BTCL Director (international) Sharifuzzaman said international calls enter Bangladesh using BTCL's network, and the call carriers have to pay ৳1.5 cent per minute.

==Graft and controversy==
Bangladesh Telecommunications Company Limited (BTCL) suffered a revenue loss of at least ৳2,000 crore over the previous six years because of corruption, according to a TIB study published in April 2014. Transparency International Bangladesh (TIB) identified tampering with BTCL’s international call records as one of the company’s major areas of corruption.

Bangladesh’s state-owned telecommunications company also refused to reconnect a British firm to the country’s network, despite being ordered to do so by the courts. London-based Zamir Telecom had been disconnected from the Bangladesh network since March, causing it significant financial damage. Bangladesh’s controversial telecoms minister, Abdul Latif Siddique, admitted that he had ordered Zamir Telecom’s disconnection from Bangladesh Telecommunications Company Limited (BTCL), in breach of a 2010 court order that had overturned a similar action. Zamir Telecom successfully challenged BTCL in a Dhaka court in early May, when judges ordered the company to be reconnected within 36 hours. However, the court order was ignored again, purportedly because of ongoing arbitration between BTCL and Zamir Telecom over disputed invoicing, despite the judges stating that the connection must be maintained during the talks.

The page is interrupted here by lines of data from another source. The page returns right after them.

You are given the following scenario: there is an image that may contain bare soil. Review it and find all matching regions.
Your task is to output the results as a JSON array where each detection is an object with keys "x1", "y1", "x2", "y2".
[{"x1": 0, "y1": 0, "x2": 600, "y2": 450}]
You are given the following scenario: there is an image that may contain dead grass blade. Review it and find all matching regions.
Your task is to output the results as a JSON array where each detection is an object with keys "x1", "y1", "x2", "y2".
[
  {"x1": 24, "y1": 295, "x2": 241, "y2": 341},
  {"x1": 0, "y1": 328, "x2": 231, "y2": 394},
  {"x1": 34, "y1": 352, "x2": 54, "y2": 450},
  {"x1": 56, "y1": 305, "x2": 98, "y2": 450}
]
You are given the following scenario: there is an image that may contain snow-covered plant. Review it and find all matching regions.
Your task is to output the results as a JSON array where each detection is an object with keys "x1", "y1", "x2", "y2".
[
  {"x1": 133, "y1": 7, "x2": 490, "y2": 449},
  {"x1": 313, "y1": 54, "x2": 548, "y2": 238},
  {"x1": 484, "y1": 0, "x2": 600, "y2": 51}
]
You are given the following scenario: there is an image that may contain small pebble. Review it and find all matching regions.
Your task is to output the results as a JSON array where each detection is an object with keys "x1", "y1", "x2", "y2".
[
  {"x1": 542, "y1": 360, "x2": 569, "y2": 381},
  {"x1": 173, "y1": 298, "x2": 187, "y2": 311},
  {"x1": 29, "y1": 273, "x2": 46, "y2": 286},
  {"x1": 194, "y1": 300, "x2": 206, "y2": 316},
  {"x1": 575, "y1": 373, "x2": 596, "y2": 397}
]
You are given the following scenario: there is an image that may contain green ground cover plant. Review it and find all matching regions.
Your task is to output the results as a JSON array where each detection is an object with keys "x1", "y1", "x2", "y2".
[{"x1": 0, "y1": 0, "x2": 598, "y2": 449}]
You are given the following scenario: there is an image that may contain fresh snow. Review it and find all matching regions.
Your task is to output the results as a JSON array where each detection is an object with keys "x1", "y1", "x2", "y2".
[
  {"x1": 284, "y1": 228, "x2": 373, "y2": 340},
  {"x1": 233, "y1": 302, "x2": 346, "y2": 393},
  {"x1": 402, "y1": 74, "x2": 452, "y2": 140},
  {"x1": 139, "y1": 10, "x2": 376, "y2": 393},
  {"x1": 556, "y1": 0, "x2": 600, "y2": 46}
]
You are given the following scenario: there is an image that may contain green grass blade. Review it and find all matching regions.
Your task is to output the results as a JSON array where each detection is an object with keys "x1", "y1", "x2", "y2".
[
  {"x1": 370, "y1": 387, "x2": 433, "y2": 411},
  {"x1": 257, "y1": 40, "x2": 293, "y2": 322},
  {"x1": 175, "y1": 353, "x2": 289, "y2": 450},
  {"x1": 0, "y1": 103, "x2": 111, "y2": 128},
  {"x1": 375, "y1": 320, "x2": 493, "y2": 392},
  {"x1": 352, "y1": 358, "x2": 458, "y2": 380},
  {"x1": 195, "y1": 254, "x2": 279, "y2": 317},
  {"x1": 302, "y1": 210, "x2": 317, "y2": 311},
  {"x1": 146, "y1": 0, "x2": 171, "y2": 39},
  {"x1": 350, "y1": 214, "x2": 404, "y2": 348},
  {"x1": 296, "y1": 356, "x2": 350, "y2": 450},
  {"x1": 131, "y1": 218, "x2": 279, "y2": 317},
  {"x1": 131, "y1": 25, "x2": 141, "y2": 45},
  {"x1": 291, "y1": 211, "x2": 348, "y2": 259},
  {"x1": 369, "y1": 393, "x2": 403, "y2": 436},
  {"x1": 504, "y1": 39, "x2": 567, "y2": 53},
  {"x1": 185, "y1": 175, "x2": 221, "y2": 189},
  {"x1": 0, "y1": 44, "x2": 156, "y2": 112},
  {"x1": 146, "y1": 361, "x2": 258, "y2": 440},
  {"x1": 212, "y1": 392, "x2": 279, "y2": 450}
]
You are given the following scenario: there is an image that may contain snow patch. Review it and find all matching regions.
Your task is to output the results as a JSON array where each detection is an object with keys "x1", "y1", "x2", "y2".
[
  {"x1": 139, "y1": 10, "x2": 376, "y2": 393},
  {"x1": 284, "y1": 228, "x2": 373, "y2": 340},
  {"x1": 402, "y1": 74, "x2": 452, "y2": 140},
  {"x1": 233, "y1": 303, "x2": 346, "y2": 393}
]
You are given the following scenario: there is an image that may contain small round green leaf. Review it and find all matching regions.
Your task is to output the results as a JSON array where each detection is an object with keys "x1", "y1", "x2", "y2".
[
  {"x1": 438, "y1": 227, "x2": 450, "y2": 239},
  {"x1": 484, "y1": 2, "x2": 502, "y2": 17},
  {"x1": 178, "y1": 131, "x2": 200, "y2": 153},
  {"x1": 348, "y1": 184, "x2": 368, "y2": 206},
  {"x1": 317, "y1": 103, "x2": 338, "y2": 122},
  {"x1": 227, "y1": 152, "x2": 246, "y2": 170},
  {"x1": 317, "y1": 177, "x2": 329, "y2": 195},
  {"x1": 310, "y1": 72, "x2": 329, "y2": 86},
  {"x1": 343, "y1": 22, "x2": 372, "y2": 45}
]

On 25 August 2013, the Anti-Corruption Commission approved the filing of four cases against 22 people, including Managing Director SOM Kalim Ullah and three former managing directors of Bangladesh Telecommunications Company Limited, in connection with the embezzlement of more than ৳5.75 billion through illegal Voice over Internet Protocol business. ACC Commissioner M Shahabuddin said the commission had approved the cases at a recent meeting, adding, “Since we have found their involvement in the graft allegation the commission has taken the decision.” BTCL Managing Director SOM Kalim Ullah, former managing directors SM Khabiruzzaman, Afsar-ul-Alam and AM Abu Sayed Khan, former member (maintenance and operation) Mohammad Tawfiq, former divisional engineers Ronel Chakma and Habibur Rahman Pramanik, Ericsson Bangladesh Ltd’s Contract Manager Asif Jahid, Relation Manager Nazrul Islam and engineer Masrurul Hakim were to be accused in the cases. ACC officials said that BTCL officials, in connivance with Ericsson Bangladesh Ltd, embezzled the money by erasing incoming international call minutes from the call detail records of ITX-5 and ITX-7.